Azure Machine Learning Studio Deployment using Github Actions.

8 min readNov 14, 2023

Introduction:

Recently I was working along with Data scientists and Analytics engineers and one of the common problem statement they mentioned about adding new models/experiments to Azure ML studio along with assigning new environments/experiments. Most of the times they have to do it manually rather than creating everything manual they want this to be automated.

Azure Machine Learning (ML) workflows involve a series of steps, from setting up a workspace to executing training jobs. This article explores a Python script leveraging the Azure Machine Learning (Azure ML) SDK to orchestrate these tasks seamlessly. We’ll break down the script into sub-elements, explaining each component’s role in the overall process.

Here we are Azure Machine Learning (Azure ML) allows you to create end-to-end machine learning workflows, from data preparation to model deployment. In this article, we’ll focus on setting up an Azure ML pipeline using Github actions.

The intention for using Python script as it is user friendly from Data scientists/Analytic engineers point of view, also many of them are adopting python.

Step 1: Set Up Your Azure ML Workspace

First, you need to connect to your Azure ML workspace using the appropriate credentials. Replace "subscription_id", "resource_group", and "workspace_name" with your own values.


import azureml.core
from azureml.core import Workspace

subscription_id = "subscription_id"
resource_group = "resource_group"
workspace_name = "workspace_name"

# Load the workspace config
workspace = Workspace.get(
    name='workspace_name',
    subscription_id='subscription_id',
    resource_group='resource_group'
)

Here, the Workspace.get method establishes a connection to the Azure ML workspace using provided subscription, resource group, and workspace name.

Step 2: Create a Compute Target

Next, you’ll create a compute target for your Databricks notebook. This step ensures that you have a designated environment for running your notebook.

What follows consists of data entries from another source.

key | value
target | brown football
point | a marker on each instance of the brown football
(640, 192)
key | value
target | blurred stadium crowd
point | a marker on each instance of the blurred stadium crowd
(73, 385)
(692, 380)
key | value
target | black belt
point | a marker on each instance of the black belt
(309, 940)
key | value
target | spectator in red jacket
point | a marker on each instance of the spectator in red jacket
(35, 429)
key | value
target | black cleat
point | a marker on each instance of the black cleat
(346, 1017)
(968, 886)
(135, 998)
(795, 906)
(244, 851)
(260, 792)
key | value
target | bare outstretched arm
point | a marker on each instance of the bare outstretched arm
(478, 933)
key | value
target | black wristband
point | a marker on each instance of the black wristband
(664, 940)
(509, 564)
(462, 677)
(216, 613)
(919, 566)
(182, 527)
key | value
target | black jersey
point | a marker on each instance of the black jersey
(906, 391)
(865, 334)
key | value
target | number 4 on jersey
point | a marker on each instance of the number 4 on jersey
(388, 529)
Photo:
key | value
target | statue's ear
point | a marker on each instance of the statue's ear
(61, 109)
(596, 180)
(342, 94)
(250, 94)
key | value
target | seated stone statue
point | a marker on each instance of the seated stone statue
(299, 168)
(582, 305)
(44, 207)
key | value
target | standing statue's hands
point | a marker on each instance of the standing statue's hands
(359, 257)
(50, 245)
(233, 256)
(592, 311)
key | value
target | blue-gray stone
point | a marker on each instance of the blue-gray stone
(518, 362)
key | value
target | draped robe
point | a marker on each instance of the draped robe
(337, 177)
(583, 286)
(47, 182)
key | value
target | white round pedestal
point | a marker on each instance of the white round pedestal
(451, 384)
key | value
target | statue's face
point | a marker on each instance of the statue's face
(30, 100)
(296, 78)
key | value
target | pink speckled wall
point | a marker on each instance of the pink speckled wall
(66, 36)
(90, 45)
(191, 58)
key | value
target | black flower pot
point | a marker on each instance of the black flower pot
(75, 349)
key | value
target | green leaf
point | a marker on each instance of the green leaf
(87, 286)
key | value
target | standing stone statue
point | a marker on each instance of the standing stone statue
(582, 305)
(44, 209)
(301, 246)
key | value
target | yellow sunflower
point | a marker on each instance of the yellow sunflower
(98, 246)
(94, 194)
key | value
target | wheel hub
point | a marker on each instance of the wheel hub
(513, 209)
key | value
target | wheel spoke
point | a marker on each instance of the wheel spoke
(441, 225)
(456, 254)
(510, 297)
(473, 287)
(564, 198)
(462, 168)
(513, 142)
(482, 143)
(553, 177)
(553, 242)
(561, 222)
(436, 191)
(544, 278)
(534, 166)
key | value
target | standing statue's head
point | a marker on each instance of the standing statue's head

from azureml.core.compute import AmlCompute, ComputeTarget

compute_name = "notebook-compute101"
if compute_name in workspace.compute_targets:
    compute_target = workspace.compute_targets[compute_name]
else:
    # Provision a new compute target
    compute_config = AmlCompute.provisioning_configuration(vm_size="STANDARD_DS2_V2", max_nodes=4)
    compute_target = ComputeTarget.create(workspace, compute_name, compute_config)
    compute_target.wait_for_completion(show_output=True)
print("New compute name: {}".format(compute_name))

You can find other sizes at : https://learn.microsoft.com/en-us/azure/machine-learning/concept-compute-target?view=azureml-api-2

Step 3: Defining python Conda Dependencies and Environment

Create a Conda environment with the necessary packages for your notebook. You can adjust the pip_packages list as needed.

from azureml.core.conda_dependencies import CondaDependencies

conda_dep = CondaDependencies.create(
    conda_packages=['pandas', 'scikit-learn', 'numpy', 'scipy'],
    pip_packages=['azureml-sdk', 'seaborn', 'azureml-mlflow', 'psutil', 'ipykernel', 'matplotlib']
)

To check if Conda dependencies are deployed fine or not. Open Azure ML studio → click on Environments → click on newly created environment → under details.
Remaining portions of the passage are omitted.